Ещё пара сочных цитат Варлама Тихоновича о Солженицыне:
«В одно из своих чтений в заключение Солженицын коснулся и моих рассказов: «Колымские рассказы… Да, читал. Шаламов считает меня лакировщиком. А я думаю, что правда на половине дороги между мной и Шаламовым». Я считаю Солженицына не лакировщиком, а человеком, который не достоин прикоснуться к такому вопросу, как Колыма.»
«Ни одна сука из «прогрессивного человечества» к моему архиву не должна подходить. Запрещаю писателю Солженицыну и всем, имеющим с ним одни мысли, знакомиться с моим архивом.»
«После бесед многочисленных с Солженицыным/ чувствую себя обокраденным, а не обогащённым.»

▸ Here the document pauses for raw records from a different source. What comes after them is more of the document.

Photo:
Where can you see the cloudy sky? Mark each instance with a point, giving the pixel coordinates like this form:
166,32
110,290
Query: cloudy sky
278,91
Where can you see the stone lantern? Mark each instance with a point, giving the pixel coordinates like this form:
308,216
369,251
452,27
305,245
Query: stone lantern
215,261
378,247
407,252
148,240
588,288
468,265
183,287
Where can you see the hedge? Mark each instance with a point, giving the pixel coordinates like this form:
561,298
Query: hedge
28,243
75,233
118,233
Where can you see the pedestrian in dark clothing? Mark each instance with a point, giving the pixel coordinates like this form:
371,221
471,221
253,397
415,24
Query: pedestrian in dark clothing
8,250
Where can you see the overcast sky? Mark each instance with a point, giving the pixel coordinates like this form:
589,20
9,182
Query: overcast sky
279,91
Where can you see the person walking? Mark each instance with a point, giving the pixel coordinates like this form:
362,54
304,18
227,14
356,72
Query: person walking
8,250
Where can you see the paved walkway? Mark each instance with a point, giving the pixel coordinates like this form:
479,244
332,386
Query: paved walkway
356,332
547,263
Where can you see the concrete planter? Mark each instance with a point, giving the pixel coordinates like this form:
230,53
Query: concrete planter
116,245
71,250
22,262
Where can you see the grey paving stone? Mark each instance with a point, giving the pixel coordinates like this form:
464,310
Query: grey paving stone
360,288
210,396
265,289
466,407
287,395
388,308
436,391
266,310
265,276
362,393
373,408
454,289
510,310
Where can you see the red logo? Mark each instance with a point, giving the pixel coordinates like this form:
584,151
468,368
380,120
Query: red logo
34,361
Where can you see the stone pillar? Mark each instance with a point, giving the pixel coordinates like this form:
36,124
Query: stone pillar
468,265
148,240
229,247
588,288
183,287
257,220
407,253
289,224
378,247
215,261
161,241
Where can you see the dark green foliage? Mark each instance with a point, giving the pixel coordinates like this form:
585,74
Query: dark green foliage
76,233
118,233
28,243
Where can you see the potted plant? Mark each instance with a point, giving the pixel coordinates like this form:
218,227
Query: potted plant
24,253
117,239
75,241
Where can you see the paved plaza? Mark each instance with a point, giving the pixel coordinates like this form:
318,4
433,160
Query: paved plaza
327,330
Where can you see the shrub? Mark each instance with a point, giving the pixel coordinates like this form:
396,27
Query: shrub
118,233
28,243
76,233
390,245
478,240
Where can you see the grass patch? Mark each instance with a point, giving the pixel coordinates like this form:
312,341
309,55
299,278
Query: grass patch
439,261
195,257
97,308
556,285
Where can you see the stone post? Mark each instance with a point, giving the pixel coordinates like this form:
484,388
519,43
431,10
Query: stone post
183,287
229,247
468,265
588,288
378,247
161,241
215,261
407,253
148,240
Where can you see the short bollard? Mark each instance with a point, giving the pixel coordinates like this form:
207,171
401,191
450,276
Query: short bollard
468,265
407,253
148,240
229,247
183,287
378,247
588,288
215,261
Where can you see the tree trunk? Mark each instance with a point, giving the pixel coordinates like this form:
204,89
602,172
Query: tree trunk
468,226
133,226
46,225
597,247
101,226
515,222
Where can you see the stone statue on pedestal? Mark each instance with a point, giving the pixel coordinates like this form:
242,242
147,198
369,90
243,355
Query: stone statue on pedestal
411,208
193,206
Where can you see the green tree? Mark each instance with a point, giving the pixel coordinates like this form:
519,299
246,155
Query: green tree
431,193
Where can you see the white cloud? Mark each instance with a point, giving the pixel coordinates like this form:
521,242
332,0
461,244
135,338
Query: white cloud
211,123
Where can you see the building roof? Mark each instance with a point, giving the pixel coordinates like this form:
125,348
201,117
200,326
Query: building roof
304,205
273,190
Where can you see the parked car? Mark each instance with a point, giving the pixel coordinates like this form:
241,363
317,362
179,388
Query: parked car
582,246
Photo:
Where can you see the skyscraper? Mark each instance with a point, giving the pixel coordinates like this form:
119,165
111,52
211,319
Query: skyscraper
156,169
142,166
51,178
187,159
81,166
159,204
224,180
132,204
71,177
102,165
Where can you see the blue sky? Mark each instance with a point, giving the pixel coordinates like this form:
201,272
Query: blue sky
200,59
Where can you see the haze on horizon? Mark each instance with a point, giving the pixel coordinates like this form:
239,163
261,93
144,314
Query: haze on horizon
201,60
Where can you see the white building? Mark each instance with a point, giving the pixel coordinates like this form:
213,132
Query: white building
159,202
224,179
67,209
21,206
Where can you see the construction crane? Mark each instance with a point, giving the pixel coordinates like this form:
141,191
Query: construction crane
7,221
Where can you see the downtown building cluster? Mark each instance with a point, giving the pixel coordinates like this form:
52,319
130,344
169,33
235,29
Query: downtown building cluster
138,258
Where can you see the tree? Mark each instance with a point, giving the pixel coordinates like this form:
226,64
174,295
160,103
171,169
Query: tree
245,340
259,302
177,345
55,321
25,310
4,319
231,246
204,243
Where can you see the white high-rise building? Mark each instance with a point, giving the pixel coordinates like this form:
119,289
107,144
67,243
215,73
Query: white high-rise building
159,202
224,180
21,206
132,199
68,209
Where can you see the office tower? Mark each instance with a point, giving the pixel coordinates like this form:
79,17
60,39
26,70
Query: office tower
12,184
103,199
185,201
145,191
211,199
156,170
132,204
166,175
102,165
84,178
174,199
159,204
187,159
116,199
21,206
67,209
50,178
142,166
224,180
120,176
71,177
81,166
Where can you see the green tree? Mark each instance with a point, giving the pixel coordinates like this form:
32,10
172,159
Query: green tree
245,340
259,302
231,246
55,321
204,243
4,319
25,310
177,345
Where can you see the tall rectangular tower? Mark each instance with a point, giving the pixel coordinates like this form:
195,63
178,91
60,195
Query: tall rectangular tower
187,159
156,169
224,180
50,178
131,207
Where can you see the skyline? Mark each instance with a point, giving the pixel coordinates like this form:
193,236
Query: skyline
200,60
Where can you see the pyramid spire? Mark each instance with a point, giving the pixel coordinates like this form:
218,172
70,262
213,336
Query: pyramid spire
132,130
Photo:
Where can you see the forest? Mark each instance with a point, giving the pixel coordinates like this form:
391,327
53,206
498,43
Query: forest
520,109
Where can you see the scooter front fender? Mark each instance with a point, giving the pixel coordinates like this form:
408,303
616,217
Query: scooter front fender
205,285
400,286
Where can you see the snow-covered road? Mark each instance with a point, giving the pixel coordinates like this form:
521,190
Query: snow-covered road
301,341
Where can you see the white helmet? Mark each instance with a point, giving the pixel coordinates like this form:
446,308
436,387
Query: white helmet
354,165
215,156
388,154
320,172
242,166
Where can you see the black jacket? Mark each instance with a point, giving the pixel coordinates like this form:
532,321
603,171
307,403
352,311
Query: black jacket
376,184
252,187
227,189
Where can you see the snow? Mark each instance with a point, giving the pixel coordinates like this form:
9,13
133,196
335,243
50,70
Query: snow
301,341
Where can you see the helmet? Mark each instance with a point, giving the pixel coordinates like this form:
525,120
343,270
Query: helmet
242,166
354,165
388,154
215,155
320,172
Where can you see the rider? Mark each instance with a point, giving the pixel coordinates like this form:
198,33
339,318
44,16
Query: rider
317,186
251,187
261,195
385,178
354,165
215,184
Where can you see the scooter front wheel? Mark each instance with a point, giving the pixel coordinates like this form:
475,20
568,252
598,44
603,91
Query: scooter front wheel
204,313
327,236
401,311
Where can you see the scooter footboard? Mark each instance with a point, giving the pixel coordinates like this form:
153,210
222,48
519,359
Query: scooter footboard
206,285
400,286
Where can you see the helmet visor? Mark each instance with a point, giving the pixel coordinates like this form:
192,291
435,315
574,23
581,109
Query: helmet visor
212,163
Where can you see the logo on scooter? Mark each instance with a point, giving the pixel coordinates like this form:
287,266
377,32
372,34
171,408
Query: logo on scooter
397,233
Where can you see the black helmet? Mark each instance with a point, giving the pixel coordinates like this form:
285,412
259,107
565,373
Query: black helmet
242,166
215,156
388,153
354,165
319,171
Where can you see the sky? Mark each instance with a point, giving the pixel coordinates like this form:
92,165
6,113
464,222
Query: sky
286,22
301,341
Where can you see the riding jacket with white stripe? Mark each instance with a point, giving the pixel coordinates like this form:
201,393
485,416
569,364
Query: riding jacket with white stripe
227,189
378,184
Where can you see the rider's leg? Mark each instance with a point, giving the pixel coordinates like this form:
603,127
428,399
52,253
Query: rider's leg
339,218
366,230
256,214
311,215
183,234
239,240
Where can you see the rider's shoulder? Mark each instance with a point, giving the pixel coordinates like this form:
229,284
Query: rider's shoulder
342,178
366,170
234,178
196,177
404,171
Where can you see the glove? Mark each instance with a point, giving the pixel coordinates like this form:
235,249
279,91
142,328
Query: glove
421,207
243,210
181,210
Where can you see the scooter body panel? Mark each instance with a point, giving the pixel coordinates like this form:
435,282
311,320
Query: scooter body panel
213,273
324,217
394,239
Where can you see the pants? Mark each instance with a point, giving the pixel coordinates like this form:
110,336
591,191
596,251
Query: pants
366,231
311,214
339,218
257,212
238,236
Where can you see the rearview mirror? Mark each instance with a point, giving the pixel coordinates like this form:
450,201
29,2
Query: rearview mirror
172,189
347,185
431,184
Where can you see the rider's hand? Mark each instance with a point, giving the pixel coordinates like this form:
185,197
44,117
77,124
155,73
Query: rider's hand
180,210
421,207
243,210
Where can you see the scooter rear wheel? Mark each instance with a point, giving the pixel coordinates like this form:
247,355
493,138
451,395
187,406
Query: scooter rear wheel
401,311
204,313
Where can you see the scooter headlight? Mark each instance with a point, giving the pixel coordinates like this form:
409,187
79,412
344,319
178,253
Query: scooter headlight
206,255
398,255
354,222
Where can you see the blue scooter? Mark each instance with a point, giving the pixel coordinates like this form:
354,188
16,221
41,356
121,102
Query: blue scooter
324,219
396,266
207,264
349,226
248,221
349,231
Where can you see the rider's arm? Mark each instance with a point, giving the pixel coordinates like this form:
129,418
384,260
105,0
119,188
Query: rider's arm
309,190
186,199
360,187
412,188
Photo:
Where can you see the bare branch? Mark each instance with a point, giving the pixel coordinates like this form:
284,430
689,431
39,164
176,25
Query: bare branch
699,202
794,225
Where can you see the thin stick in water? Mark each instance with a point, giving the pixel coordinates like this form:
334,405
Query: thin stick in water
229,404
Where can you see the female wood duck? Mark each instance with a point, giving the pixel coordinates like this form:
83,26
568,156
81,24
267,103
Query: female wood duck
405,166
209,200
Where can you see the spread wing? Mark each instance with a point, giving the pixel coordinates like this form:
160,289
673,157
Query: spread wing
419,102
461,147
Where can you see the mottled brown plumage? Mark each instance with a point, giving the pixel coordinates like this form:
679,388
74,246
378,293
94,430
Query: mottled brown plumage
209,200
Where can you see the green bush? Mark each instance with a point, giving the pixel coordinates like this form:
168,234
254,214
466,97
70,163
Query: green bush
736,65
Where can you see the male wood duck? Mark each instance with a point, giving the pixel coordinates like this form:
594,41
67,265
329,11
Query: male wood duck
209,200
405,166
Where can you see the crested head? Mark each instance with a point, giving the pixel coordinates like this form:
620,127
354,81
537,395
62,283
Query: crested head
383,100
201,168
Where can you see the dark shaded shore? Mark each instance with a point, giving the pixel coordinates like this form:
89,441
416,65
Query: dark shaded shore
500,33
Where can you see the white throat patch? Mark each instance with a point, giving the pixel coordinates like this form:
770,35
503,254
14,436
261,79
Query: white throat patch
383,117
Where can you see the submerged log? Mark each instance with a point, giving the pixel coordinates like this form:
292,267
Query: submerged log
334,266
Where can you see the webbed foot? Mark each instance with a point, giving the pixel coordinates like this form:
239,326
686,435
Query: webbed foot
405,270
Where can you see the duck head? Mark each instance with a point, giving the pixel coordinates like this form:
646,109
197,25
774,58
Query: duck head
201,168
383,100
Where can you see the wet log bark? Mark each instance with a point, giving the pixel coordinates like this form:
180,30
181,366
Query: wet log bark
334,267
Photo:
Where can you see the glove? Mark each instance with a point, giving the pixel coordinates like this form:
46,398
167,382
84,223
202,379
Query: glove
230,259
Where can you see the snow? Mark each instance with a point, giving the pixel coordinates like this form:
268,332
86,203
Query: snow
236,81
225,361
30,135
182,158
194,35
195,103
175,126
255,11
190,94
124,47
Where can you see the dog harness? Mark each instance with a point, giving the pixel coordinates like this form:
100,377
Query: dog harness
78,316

Разумеется, в публикации 1999 года Солженицын не обошёл молчанием и письма 1972 года Шаламова в «Литературную газету», в котором писатель резко отмежевался от публикации своих «Колымских рассказов» на Западе. Шаламов тогда написал: «Никаких рукописей я им не предоставлял, ни в какие контакты не вступал и, разумеется, вступать не собираюсь. Я — честный советский писатель… Подлый способ публикации, применяемый редакцией этих зловонных журнальчиков — по рассказу-два в номере — имеет целью создать у читателя впечатление, что я — их постоянный сотрудник. Эта омерзительная змеиная практика… требует бича, клейма… Ни один уважающий себя советский писатель не уронит своего достоинства, не запятнает чести публикацией в этом зловонном антисоветском листке своих произведений… Всё сказанное относится к любым белогвардейским изданиям за границей».
После этого Солженицын изрёк в своей книге «Бодался телёнок с дубом» (1975): «Варлам Шаламов умер». (Хотя сам А. И. в той же самой «Литературке» ранее отрекался от своих заграничных публикаций («ЛГ», 1968, №20) — но пророку-то можно, разрешается…)
Однако Шаламов вовсе не считал своё письмо в «Литературку» слабостью или ошибкой, совсем наоборот. «Пешкой в игре двух разведок я быть не хочу», — говорил Варлам Тихонович. А подробнее писал об этом: «Смешно думать, что от меня можно добиться какой-то подписи. Под пистолетом. Заявление моё, его язык, стиль принадлежат мне самому. Я отлично знаю, что мне за любую мою «деятельность», в кавычках или без кавычек, ничего не будет в смысле санкций».
«Почему сделано это заявление? Мне надоело причисление меня к «человечеству», беспрерывная спекуляция моим именем: меня останавливают на улице, жмут руки и так далее… Художественно я уже дал ответ на эту проблему в рассказе «Необращённый», написанном в 1957 году, и ничего не прочувствовали, это заставило меня дать другое толкование этим проблемам».
А Солженицыну Шаламов после его «шутки» написал ответ (оставшийся, впрочем, неотправленным): «Г Солженицын, я охотно принимаю Вашу похоронную шутку насчёт моей смерти. С важным чувством и с гордостью считаю себя первой жертвой холодной войны, павшей от Вашей руки. Если уж для выстрела по мне потребовался такой артиллерист, как Вы, — жалею боевых артиллеристов… Я знаю точно, что Пастернак был жертвой холодной войны, Вы — её орудием».
В общем-то, фраза Солженицына «Варлам Шаламов умер», сейчас рикошетом, как артиллерийское ядро, отскочила обратно в её автора. И мы можем с полным основанием сказать: для русской литературы, для отечественной истории Варлам Тихонович Шаламов жив. А Солженицын — умер.